How to Install the ELK Stack on Azure

By: Daniel Berman

The ELK Stack (Elasticsearch, Logstash & Kibana) offers Azure users with all the key ingredients required for monitoring their applications — Elasticsearch for scalable and centralized data storage, Logstash for aggregation and processing, Kibana for visualization and analysis, and Beats for collection of different types of data and forwarding it into the stack.

The ELK Stack can be deployed in a variety of ways and in different environments and we’ve covered a large amount of these scenarios in previous articles in this blog. As mentioned, this article covers what is an increasingly popular workflow — installing the ELK stack on Azure. We’ll start with setting up our Azure VM and then go through the steps of installing Elasticsearch, Logstash, Kibana and Metricbeat to set up an initial data pipeline.

A few things to note about ELK

Before we get started, it’s important to note two things. First, while the ELK Stack leveraged the open source community to grow into the most popular centralized logging platform in the world, Elastic decided to close source Elasticsearch and Kibana in early 2021. To replace the ELK Stack as a de facto open source logging tool, AWS launched OpenSearch and OpenSearch Dashboards as a replacement.

Second, while getting started with ELK is relatively easy, it can be difficult to manage at scale as your cloud workloads and log data volumes grow – plus your logs will be siloed from your metric and trace data.

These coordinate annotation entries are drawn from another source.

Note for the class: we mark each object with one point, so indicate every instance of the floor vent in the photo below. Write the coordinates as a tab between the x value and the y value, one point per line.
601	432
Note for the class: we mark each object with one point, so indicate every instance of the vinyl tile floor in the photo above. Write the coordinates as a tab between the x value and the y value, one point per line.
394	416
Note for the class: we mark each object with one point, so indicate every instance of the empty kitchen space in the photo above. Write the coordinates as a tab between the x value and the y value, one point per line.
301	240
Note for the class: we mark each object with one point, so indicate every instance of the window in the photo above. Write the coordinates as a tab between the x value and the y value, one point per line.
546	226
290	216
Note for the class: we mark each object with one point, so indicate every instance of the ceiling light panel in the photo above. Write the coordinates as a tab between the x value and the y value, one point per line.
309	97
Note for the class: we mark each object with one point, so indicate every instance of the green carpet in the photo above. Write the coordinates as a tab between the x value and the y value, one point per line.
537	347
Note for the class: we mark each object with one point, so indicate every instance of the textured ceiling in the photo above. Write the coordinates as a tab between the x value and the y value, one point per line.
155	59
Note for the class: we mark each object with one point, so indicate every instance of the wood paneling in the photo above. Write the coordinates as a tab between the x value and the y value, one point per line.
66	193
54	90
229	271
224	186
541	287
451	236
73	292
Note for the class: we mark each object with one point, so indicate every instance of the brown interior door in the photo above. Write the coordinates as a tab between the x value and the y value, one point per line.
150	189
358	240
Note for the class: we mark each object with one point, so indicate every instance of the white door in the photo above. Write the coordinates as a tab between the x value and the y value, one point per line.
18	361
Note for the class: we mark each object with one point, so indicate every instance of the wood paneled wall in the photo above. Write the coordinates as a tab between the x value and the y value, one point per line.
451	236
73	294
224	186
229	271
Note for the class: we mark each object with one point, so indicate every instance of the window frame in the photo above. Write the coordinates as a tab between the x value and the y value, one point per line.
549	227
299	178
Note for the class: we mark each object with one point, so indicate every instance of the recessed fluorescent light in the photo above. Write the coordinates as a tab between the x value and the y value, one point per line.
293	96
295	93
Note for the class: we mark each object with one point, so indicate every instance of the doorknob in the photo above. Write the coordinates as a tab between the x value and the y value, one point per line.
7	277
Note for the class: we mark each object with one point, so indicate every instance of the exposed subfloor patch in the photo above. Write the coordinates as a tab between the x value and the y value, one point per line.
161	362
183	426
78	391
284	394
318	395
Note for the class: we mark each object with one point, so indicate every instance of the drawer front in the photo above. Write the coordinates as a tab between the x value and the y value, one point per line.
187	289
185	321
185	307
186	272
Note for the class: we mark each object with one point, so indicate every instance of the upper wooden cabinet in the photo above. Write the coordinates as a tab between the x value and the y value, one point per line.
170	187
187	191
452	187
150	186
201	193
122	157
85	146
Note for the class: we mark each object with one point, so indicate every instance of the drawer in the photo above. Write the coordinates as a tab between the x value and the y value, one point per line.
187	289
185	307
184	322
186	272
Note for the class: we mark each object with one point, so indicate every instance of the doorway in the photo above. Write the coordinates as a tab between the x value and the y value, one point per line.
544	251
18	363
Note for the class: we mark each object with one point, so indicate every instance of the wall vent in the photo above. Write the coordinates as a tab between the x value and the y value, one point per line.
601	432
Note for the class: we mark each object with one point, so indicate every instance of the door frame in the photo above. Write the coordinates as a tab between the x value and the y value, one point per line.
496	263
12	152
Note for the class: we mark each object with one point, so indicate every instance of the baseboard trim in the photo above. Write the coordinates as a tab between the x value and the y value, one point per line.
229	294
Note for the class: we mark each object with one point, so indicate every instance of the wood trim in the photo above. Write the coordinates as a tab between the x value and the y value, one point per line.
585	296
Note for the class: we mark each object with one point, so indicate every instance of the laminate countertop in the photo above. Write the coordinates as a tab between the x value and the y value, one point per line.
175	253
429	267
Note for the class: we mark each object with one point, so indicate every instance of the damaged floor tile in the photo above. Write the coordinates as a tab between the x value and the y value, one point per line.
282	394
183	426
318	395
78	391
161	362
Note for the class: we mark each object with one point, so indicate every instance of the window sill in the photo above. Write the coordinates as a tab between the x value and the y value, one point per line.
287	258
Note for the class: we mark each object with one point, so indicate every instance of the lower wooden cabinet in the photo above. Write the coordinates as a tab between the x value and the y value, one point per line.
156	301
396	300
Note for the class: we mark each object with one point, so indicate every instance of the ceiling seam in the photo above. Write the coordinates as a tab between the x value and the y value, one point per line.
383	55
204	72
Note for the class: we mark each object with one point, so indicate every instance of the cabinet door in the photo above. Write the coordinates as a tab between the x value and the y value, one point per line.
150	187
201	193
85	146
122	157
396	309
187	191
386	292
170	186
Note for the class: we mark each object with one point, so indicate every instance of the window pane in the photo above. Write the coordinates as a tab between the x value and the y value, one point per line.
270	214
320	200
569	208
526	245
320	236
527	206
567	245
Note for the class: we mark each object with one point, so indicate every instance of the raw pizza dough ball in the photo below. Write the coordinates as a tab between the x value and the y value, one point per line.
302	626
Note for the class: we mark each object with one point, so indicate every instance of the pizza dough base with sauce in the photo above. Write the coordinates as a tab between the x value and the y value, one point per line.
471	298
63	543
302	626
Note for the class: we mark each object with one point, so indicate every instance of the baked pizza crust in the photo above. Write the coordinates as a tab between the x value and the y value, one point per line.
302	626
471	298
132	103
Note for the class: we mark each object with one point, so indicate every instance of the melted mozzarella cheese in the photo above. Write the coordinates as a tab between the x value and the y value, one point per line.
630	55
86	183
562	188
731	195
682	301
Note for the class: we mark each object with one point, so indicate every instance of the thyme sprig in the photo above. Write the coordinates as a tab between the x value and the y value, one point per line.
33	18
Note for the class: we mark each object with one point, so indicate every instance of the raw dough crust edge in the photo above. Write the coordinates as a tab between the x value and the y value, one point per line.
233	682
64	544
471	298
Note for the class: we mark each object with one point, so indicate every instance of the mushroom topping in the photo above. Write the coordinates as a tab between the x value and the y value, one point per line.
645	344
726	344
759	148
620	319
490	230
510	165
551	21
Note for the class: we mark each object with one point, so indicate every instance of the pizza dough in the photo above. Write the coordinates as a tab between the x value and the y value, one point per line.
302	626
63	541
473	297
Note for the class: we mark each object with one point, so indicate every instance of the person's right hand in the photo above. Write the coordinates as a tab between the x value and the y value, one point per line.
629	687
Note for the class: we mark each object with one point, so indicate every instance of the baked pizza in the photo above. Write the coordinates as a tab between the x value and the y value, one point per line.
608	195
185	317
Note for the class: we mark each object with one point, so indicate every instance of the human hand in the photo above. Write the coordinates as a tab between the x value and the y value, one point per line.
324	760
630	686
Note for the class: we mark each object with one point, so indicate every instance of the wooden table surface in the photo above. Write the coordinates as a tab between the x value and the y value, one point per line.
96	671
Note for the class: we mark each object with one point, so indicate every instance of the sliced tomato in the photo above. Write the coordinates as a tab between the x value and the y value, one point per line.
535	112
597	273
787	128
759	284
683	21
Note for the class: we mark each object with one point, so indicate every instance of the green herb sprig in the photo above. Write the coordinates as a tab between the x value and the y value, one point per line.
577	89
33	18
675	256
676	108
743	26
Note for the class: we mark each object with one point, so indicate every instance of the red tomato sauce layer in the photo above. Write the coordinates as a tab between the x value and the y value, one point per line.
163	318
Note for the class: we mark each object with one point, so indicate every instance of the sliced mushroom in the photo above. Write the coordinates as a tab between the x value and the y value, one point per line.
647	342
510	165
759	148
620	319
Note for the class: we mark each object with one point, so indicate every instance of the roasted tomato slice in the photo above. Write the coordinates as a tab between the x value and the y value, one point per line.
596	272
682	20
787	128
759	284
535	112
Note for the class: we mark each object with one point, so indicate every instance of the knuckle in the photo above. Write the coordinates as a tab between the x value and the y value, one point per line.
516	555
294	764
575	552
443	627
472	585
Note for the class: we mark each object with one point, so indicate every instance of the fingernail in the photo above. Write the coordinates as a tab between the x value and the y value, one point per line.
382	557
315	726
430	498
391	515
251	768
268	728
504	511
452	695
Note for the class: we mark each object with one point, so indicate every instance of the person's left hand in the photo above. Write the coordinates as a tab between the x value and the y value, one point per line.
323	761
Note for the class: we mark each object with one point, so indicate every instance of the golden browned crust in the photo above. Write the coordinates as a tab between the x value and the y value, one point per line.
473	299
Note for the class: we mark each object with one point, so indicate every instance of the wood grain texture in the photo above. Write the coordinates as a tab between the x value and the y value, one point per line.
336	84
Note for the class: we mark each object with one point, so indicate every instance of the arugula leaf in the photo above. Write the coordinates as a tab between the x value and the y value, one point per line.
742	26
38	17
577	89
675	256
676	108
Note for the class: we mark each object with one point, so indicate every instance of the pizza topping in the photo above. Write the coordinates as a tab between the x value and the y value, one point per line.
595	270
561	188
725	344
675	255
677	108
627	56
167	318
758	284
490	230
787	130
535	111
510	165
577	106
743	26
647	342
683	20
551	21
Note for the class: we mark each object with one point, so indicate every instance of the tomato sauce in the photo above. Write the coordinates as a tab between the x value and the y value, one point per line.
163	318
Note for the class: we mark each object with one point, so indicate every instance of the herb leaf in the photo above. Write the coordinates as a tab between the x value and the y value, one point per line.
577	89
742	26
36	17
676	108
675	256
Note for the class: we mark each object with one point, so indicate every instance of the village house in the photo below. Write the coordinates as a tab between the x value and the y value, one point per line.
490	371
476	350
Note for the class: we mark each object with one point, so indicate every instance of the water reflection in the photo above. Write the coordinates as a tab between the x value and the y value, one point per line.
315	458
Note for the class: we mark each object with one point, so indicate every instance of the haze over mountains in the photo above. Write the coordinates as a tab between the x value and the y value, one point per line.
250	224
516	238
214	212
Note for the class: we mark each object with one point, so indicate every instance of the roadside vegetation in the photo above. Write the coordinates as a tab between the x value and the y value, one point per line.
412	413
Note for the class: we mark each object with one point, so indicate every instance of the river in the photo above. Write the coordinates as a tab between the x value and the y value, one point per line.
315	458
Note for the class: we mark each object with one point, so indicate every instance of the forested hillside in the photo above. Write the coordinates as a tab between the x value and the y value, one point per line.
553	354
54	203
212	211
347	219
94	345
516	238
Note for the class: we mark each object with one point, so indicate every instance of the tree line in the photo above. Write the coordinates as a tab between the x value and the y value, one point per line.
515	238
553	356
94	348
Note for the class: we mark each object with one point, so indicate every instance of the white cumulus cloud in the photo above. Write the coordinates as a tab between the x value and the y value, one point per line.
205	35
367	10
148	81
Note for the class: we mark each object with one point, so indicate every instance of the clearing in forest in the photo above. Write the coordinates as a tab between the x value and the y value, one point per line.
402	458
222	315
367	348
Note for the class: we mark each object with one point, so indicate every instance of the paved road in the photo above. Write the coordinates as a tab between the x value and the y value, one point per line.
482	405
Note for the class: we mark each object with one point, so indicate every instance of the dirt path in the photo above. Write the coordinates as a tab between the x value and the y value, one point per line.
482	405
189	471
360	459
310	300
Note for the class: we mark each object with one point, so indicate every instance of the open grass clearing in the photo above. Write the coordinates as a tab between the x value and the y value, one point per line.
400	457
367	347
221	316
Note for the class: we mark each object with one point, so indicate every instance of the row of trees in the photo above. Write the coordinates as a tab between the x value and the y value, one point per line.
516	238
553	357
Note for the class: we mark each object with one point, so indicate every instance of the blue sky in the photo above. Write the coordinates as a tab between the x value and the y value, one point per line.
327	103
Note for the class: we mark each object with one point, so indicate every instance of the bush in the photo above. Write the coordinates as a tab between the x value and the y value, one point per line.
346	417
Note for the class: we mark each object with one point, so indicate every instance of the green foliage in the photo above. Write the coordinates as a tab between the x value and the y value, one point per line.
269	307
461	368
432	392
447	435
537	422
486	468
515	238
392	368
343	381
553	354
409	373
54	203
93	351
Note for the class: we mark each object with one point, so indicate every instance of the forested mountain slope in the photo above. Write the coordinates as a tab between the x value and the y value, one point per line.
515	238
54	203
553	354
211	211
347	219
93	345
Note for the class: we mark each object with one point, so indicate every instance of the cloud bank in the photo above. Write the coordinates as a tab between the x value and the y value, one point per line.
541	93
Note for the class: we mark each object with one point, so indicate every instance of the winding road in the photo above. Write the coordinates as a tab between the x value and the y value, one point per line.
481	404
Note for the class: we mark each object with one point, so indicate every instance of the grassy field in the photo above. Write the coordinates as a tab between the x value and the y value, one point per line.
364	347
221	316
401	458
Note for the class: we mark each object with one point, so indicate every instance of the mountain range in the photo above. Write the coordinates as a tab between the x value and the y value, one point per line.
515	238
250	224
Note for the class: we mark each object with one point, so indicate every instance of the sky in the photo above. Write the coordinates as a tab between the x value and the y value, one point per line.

To get around this, Logz.io manages and enhances OpenSearch and OpenSearch Dashboards at any scale – providing a zero-maintenance logging experience with added features like alerting, anomaly detection, and RBAC. If you don’t want to manage ELK on your own, check out Logz.io Log Management.

Alas, this article is about setting up ELK, so let’s get started.

The Azure environment

Our first and initial step is to set up the Azure environment. In the case of this tutorial, this includes an Ubuntu 18.04 VM, with a Network Security Group configured to allow incoming traffic to Elasticsearch and Kibana from the outside.

We’ll start by creating a new resource group called ‘elk’:

In this resource group, I’m going to deploy a newUbuntu 18.04 VM:

Please note that when setting up the VM for testing or development purposes, you can make do with the default settings provided here. But for handling real production workloads you will want to configure memory and disk size more carefully.

Once your VM is created, open the Network Security Group created with the VM and add inbound rules for allowing ssh access via port 22 and TCP traffic to ports 9200 and 5601 for Elasticsearch and Kibana:

Now that our Azure environment is ready, we can now proceed with installing the ELK Stack on our newly created VM.

Installing Elasticsearch

To install Elasticsearch we will be using DEB packages.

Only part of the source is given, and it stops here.